Sunday, September 16, 2012

Counterfeit Assurances

It was the middle of fourth hour, around noon, when God interrupted me during silent reading with my students. Not with words, but with an impulse to pray. And not to pray for praying's sake, but to pray very specifically: for my 5-year old, Lewis, that God would protect him, that God would protect him while he rode his bike. I had four kids then and would usually pray for all if I prayed for one, but not this time. I would pray only for Lewis. So I prayed silently for a few minutes then taught my class.

When I got home later that day, my mom, who was watching the kids, met me as I got out of my car. She had a burdened look and said, "I have to tell you about something that happened today." Lewis, she explained, had bolted off the sidewalk into our busy street. He'd been on his bike. Cars coming from both directions had had to slam on their brakes to stop. It had scared my mom so badly that she felt she had to confess it now and still looked sick about it some four hours later. I asked her what time this had happened. They'd been on their way back for lunch. "Around noon," she said.

Evidences of God's provision abound in my life, not because I'm super spiritual (not even sure what that means) but because I'm weak and dim-witted and need my eyes knocked open. Most of the time the effect is good--I see God's hand and am edified. On my better days I tell people about it and God is glorified. 

But a dangerous effect of God moving dramatically in my life is that I come to depend on it. I don't mean depend on as in I count on it happening often (seeking experiences for their own sake would be bad), nor do I mean that I'm depending on God himself (that would be a very good thing). Rather, I find myself depending on the visible providence itself, pointing to it as a proof of God's favor. Not in so many words, of course--I would never say, "Remember when God did that wild thing for me way back when? I must be right with him!"--but in an attitude and an unconscious posture.  And I sometimes feel the counterfeit assurance that's rooted in such thoughts.

It's a dangerous way to think.

Saul may have bought this lie too. In 1 Samuel 10 we read that Samuel anointed Saul as God's chosen, that Saul was filled with God's spirit and made into a different person. The Bible says that God "changed Saul's heart." That's conversion language. Early in Saul's rule over Israel this seems to have been confirmed as God came to his aid mightily and helped him deliver his people from their enemies. 

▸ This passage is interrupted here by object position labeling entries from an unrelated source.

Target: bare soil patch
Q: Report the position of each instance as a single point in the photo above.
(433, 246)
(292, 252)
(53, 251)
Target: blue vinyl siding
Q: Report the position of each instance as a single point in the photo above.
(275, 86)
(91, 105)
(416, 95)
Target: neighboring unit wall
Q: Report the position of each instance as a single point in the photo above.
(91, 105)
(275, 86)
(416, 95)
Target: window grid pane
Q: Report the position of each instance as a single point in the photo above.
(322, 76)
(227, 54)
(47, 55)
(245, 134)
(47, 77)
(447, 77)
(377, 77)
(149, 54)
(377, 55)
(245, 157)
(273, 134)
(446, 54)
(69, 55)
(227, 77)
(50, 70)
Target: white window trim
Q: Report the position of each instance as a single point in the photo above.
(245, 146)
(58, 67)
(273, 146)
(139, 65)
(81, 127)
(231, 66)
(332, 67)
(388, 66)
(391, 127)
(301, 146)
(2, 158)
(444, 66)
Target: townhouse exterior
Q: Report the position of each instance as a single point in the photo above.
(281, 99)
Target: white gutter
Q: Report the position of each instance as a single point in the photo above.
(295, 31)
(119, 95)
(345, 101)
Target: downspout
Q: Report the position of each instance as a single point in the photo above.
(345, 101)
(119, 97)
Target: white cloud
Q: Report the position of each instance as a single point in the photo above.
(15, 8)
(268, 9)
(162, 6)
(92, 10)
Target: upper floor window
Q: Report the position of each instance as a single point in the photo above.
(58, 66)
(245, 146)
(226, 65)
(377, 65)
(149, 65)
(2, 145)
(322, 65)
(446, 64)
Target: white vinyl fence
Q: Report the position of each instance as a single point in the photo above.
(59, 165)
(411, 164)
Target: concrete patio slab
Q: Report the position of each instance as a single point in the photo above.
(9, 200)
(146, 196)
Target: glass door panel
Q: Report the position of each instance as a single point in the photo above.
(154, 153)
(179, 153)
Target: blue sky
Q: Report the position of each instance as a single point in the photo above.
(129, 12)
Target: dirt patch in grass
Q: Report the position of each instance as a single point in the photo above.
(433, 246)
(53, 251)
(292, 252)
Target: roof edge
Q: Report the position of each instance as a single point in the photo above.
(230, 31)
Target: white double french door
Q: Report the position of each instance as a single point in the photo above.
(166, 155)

Then came the spiraling down. Saul sets up a monument to himself, disobeys God and lets Agag live. He lets his soldiers take items devoted for destruction and tries to lie his way out of the sin. For these, the Lord rejects him as king. But things get worse: he tries to skewer David three times, swears to kill him, kills the priests of Nob, and threatens his own son with death. Yet after all that, we read this remarkable passage: "So Saul went to Naioth at Ramah. But the Spirit of God came even on him, and he walked along prophesying until he came to Naioth."  

This catches when I read it, and my first thought is to wonder why God would fill a man with his spirit if not to save him? I wonder if God's Saul Project just failed. But I don't wonder these things for long. I know that God fails at nothing, and that no one is to blame but Saul. 

And then I ask myself a better question: If I had been in Saul's shoes, what would I have made of it? The answer to that one is simple: I know what I would have done in his shoes because I've been there. I would have taken it as a sign of God's favor and gone on boldly in the same direction. I would have taken it as approval of the life I was living. After all, that's pretty heady stuff, being anointed by Samuel, being made into a new man. I probably would have thought I was locked in. 


God's purposes are his own, and how he chooses to manifest himself to his creation must never comprise the basis of our faith. I must point to no miracle in my life to say, "That's how I know I'm justified!" I can--and must!--point to Christ and his work. I can point to words like these: There is no other name under heaven by which we must be saved or to these: he who believes has eternal life and will not be condemned. That he moves close to us and in a visible way--rescuing our kids from danger, say--should be encouragement for the Christian, but it should no more assure us of true faith, than Saul's prophesying should have assured Saul.

Don't hear me wrong--I am deeply thankful for God's intervening mercies. Answers to prayer should be made much of. Whether they're sudden and visible, or slow and behind-the-scenes, they're all "miraculous." But when I point to them it must never be to show how good I am, but to show how good God is.